Once, a giant white radish that managed to grow in just such a narrow bit of earth became famous throughout Japan as the “radish with guts.” As this nickname illustrates, plants that grow in unexpected cracks, fissures and gaps in the urban landscape are often lauded as symbols of hard work and perseverance in the face of adverse conditions. Actually, however, such plant life is more abundant and commonplace than we realize, and can be found just about everywhere, on our routes commuting to school and work, and right at our feet when we walk the dog.
This urban plant life is sturdy and diverse, ranging from the common grasses covering empty lots to native wildflowers, naturalized plants from overseas, and even escapees of the latest horticultural cultivars. While many have tiny seeds that easily embed themselves in the tiny cracks and fissures available, occasionally even large seeds manage to squeeze themselves in enough earth to draw the nutrients they need to grow. Some urban plants take advantage of busy ants to have their seeds carried to particularly attractive spots.
For much of the flora of urban cracks and fissures, the urban landscape is not a barren wasteland but rather a rich garden of Eden in which they can grow and flourish. Plants acquire the nutrients they need through their roots and photosynthesis. In wide, open fields, diverse plants grow shoulder to shoulder, vying with each other to capture precious rays of sunlight. Competition is intense with some plants growing spindly stems to soar above their neighbors, others twisting and turning to get out of the shadows into the sunlight. We admire the tall grasses swaying in open fields, oblivious to their fierce struggle to reach up and away from their annoying neighbors. In contrast, the narrow havens of urban cracks and fissures are free of who might shut out precious sunlight or sap the nutrients in the ground. The plants that make their way to these spots are free to grow as they please in a stress-free environment. The concrete or asphalt surrounding their tiny patch of growth prevents the ground from drying and when it rains, the rainwater flows to the plant. Life could not be easier for the lucky plants that are able to monopolize this environment. These are the reasons why so many different kinds of plants can be found in urban cracks and fissures.

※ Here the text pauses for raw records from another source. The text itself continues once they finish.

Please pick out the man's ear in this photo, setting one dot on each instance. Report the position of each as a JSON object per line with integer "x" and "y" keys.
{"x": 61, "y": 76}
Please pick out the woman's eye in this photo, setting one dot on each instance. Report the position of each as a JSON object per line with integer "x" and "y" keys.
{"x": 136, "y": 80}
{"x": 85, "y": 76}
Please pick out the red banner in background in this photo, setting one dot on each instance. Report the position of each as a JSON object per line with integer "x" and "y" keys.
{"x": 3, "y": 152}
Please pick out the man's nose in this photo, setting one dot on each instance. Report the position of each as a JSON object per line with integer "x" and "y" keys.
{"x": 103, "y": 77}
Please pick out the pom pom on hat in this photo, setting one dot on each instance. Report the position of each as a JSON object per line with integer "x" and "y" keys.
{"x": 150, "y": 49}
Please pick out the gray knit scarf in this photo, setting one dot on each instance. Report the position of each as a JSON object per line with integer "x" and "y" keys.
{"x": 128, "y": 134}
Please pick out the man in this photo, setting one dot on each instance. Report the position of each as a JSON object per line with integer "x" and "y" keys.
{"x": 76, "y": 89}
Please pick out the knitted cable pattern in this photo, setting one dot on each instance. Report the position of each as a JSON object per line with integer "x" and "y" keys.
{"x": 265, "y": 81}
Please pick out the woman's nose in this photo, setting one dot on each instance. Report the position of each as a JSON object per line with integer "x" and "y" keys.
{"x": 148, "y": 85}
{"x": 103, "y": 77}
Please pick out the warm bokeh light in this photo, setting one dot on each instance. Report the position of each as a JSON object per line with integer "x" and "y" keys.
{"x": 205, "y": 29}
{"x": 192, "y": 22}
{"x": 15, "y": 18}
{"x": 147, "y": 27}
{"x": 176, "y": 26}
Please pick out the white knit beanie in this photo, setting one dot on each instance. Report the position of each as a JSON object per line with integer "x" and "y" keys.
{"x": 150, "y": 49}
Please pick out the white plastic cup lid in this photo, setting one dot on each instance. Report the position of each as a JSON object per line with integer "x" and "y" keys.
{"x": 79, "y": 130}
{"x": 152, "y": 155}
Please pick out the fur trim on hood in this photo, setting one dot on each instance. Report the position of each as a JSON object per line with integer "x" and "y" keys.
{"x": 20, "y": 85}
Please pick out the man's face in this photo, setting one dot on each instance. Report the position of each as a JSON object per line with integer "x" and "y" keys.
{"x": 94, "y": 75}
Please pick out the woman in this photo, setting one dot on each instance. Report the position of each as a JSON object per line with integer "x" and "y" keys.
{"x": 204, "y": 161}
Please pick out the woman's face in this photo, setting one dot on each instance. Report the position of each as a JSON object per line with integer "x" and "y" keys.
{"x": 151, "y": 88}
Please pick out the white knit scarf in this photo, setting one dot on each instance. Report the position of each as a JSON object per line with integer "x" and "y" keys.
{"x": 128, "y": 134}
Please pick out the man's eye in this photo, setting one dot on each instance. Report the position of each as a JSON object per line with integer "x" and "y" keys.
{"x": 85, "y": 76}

This book explains this background and introduces with color photographs about a hundred species of plants that are to be frequently seen in the cracks and fissures of Japan’s urban flatlands. Books on plants are numerous in Japan, but most fall into different categories for wild plants, naturalized plants, and horticulture plants. This book is the first to focus on the common plants that proliferate in Japan’s cities. Readers have welcomed this book’s departure from the conventional genres. “I finally know the names of the flowers I see on my daily walks,” they say. Hopefully, this book will help people see how different the lives of familiar urban flora are from our own.